Devant le retard à respecter les taux de récupération prévus initialement, la porte-parole de l’ARPE, Jacinthe Guy, mentionne que le ministère de l’Environnement et de la Lutte contre les changements climatiques a publié un projet d’amendement qui reporte à 2020 l’application des taux de récupération et les pénalités applicables en cas de non-respect.

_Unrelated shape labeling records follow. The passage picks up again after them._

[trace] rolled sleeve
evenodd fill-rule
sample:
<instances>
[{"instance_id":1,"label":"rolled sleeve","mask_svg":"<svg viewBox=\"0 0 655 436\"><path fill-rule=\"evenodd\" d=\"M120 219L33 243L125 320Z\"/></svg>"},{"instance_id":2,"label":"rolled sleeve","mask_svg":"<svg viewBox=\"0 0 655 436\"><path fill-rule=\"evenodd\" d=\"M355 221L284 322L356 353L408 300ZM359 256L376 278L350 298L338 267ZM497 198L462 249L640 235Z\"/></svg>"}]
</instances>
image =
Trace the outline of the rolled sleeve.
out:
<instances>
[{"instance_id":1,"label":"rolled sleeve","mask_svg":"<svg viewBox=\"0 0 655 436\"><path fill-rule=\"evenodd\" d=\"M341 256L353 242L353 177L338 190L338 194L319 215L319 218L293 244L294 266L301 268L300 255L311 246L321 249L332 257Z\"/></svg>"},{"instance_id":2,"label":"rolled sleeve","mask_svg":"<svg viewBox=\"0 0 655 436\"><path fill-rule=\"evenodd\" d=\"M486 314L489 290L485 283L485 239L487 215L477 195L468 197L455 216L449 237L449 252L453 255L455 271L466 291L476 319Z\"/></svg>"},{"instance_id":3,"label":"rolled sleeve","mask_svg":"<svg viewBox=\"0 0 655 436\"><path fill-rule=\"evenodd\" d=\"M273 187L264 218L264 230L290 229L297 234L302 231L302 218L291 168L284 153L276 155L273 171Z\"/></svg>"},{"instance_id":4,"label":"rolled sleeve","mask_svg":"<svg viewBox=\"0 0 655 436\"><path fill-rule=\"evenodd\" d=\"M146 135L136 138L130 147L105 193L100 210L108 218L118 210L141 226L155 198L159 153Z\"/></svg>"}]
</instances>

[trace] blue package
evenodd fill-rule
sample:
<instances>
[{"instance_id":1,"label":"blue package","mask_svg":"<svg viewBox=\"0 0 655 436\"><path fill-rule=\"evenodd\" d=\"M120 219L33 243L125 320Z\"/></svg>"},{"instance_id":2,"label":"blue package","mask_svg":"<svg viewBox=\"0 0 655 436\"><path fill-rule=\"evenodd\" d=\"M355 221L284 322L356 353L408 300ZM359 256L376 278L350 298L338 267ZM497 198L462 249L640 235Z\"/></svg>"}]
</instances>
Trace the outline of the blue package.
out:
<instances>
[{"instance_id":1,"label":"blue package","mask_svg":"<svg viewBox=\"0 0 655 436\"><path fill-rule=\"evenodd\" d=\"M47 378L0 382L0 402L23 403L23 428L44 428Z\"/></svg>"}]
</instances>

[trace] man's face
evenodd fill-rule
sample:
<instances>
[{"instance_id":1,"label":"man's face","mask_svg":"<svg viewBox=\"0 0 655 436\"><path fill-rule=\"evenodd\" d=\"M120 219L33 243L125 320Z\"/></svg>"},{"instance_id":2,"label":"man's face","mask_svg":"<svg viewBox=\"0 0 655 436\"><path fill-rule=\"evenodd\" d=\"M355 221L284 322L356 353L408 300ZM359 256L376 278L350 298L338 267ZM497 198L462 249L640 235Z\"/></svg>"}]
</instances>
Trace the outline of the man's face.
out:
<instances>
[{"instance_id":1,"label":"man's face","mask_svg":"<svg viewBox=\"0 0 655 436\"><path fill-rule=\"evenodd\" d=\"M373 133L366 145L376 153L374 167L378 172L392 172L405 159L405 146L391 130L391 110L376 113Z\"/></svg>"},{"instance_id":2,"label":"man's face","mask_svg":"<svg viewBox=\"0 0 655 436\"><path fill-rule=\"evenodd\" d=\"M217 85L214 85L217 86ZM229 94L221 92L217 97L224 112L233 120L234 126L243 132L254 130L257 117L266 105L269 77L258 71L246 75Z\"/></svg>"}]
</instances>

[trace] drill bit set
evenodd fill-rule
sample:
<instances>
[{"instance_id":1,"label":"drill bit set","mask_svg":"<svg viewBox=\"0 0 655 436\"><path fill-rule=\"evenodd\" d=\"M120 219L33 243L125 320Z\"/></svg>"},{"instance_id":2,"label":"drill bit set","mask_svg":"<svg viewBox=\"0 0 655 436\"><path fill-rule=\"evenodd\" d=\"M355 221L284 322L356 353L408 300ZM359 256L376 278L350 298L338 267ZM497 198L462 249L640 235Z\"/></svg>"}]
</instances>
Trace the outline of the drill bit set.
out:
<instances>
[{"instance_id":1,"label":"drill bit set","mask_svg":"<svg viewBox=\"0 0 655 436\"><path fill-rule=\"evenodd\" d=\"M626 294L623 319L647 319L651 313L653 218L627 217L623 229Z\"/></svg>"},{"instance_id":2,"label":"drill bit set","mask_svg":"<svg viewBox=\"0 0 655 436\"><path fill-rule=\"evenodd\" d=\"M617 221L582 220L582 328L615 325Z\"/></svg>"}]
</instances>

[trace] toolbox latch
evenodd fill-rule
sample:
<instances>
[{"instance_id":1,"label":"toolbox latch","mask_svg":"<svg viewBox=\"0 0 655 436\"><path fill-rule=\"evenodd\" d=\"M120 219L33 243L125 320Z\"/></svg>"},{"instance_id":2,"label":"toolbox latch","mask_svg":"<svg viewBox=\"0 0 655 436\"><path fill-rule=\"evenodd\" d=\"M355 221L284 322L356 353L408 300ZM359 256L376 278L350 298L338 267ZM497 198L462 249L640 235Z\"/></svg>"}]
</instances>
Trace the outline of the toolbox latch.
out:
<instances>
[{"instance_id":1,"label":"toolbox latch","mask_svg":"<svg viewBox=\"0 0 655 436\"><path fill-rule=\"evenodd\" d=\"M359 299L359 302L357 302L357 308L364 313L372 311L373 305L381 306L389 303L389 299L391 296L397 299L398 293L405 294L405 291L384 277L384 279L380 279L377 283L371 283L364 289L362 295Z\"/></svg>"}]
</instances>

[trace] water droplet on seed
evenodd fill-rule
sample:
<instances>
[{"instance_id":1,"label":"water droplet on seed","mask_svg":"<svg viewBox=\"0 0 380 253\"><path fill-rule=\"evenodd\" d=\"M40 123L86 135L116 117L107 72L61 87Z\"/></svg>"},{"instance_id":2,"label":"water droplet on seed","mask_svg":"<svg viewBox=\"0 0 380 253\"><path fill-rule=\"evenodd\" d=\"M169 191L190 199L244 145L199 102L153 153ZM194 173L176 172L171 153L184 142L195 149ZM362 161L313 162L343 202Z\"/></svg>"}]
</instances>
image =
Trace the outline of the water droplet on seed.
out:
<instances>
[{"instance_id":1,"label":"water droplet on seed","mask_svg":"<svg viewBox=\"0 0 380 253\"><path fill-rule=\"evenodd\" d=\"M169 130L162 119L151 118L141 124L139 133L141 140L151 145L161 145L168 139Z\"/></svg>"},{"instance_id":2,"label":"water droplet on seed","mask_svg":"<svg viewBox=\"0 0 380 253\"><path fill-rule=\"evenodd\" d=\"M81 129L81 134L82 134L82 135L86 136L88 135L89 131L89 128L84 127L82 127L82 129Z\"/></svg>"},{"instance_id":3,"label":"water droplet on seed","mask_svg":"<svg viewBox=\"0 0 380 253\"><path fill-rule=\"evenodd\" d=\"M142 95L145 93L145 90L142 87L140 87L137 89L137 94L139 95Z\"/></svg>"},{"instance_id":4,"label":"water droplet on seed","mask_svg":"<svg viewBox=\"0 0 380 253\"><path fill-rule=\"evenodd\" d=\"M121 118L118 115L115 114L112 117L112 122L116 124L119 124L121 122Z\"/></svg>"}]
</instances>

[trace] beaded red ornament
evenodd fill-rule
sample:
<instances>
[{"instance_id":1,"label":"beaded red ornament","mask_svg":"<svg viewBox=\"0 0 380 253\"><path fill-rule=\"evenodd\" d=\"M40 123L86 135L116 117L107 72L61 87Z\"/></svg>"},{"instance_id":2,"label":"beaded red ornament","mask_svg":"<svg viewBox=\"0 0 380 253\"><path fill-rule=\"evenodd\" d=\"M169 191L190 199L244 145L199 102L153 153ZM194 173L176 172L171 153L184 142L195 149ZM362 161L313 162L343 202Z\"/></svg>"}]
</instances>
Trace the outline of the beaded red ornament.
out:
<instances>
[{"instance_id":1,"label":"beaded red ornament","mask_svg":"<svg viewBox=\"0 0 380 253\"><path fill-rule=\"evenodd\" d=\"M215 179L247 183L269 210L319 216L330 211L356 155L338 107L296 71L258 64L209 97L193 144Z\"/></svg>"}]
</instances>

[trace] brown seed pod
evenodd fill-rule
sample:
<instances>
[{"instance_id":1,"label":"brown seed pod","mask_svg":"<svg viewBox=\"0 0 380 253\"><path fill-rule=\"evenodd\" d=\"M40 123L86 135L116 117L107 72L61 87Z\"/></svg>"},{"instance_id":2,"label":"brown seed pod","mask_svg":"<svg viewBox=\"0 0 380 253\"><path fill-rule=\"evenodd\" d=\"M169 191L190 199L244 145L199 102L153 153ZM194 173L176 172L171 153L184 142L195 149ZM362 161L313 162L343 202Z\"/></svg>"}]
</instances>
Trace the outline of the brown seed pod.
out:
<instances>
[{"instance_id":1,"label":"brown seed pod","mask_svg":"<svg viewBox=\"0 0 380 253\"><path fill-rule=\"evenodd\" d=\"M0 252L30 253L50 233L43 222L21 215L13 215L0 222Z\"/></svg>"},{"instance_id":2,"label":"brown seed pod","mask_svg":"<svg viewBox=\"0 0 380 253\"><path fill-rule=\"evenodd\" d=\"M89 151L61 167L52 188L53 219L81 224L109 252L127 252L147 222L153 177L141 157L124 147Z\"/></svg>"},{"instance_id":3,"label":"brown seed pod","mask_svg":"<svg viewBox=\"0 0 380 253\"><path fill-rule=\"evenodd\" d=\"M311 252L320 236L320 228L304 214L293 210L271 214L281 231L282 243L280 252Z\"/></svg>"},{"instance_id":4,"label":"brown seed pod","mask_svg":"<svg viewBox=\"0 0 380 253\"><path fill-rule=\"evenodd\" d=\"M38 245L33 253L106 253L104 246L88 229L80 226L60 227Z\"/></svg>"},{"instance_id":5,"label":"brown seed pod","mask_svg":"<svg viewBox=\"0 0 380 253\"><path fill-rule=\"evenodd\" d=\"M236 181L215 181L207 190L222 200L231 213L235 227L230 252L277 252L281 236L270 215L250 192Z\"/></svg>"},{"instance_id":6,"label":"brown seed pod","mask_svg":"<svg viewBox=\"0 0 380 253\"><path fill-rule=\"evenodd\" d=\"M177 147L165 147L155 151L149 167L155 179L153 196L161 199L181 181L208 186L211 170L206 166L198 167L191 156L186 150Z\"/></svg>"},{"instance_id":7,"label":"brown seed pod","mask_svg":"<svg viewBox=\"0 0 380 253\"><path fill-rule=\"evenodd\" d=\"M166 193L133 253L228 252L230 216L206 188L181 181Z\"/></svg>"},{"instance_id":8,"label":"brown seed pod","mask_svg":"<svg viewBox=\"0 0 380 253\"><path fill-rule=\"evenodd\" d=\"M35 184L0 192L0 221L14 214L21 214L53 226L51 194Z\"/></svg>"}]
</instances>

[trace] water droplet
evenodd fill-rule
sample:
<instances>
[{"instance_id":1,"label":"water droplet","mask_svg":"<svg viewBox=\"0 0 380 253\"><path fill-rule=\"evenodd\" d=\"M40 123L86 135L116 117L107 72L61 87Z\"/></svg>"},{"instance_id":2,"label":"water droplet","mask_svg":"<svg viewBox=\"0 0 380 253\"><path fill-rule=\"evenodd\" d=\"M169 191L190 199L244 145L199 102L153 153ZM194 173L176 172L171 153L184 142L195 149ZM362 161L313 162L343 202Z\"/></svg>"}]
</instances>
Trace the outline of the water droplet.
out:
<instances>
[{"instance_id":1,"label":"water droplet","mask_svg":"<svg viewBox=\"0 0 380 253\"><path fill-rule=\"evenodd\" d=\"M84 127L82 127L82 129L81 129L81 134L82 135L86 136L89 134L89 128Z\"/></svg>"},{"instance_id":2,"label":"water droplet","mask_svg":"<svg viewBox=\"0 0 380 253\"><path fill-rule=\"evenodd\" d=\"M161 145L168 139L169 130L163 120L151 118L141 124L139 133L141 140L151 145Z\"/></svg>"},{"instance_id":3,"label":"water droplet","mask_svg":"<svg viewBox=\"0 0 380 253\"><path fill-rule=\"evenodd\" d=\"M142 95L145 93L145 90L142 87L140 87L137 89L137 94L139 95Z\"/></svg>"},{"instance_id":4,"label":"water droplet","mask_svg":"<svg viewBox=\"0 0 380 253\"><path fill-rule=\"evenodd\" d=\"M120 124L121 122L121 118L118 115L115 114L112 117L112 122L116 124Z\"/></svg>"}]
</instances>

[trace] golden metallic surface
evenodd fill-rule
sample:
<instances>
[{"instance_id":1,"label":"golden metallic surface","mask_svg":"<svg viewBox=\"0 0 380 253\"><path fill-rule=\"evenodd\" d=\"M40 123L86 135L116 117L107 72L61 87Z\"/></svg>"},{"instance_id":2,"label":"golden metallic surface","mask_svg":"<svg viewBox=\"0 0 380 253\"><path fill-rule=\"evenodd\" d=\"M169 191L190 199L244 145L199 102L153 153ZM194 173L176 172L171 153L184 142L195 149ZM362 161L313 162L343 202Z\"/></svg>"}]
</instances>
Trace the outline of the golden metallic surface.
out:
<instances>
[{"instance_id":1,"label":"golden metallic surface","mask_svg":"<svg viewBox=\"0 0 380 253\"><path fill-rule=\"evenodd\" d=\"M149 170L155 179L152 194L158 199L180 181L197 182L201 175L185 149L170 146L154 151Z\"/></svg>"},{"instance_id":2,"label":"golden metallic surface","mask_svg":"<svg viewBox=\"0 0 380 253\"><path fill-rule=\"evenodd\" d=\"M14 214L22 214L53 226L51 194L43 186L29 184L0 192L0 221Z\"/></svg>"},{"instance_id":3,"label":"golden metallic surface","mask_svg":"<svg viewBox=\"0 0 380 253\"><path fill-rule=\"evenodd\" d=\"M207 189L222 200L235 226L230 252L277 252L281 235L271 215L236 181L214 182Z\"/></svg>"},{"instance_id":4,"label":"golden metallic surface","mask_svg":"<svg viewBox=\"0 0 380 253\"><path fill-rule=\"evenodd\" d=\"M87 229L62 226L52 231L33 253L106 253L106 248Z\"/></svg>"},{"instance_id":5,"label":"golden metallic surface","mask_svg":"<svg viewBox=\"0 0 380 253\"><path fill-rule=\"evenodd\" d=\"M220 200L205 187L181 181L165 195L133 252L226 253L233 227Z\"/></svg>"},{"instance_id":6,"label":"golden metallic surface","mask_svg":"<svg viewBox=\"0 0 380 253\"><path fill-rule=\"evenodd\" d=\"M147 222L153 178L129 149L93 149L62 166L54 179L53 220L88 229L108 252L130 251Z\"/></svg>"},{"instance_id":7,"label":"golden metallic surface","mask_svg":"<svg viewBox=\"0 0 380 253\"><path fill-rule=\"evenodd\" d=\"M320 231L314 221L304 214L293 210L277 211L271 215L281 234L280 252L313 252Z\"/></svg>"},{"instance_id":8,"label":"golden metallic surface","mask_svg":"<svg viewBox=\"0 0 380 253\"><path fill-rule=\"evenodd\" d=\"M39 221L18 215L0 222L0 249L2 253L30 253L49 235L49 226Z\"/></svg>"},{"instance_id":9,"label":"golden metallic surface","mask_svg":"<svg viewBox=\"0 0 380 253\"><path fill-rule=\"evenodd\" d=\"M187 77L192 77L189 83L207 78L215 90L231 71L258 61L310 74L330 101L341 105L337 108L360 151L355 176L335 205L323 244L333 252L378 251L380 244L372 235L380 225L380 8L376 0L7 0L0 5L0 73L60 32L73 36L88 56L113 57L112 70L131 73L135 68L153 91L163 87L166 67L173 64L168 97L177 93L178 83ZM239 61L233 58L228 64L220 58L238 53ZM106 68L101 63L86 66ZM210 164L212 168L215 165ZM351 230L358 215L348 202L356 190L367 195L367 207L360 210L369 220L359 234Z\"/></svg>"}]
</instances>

Le Ministère explique que l’évaluation des cibles de récupération prescrites par le Règlement est faite à partir de la cinquième année suivant celle durant laquelle les cibles s’appliquent. Ainsi, l’atteinte des cibles établies pour 2015 sera évaluée en 2020 et si des pénalités doivent être versées, elles ne le seront qu’en 2021. « Vous comprendrez qu’il est donc trop tôt pour parler de l’atteinte des cibles par RecycFluo et Appel à recycler », indique par courriel le porte-parole du Ministère en précisant que les entreprises peuvent profiter de ces cinq ans pour rattraper leur retard dans l’atteinte de leurs objectifs.
Des fonds en réserve
En attendant, les programmes engrangent les écofrais. L’ARPE enregistre un surplus accumulé de près de 50 M$ depuis 2012, même après trois années déficitaires. Ces surplus serviront éventuellement à payer des pénalités au Fonds vert.
« Cette réserve pour éventualités est constituée afin d’accumuler les fonds pour assurer le fonctionnement d’un programme stable dans des conditions économiques variables. Il est normal, en début de programme, que cette réserve soit plus élevée, puisque les revenus (écofrais perçus) excèdent souvent les dépenses jusqu’à ce que les habitudes de recyclage des produits électroniques soient bien ancrées au sein de la population québécoise », explique Jacinthe Guy, de l’ARPE.
La structure actuelle des écofrais ne couvrant pas les coûts annuels du programme, poursuit-elle, l’ARPE-Québec planifie enregistrer des déficits au cours des prochaines années et puiser dans la réserve, comme elle le fait depuis 2016.
*Revenus de l’Association pour le recyclage des produits électroniques (ARPE), section Québec. Les statistiques de 2018 n’ont pas encore été publiées.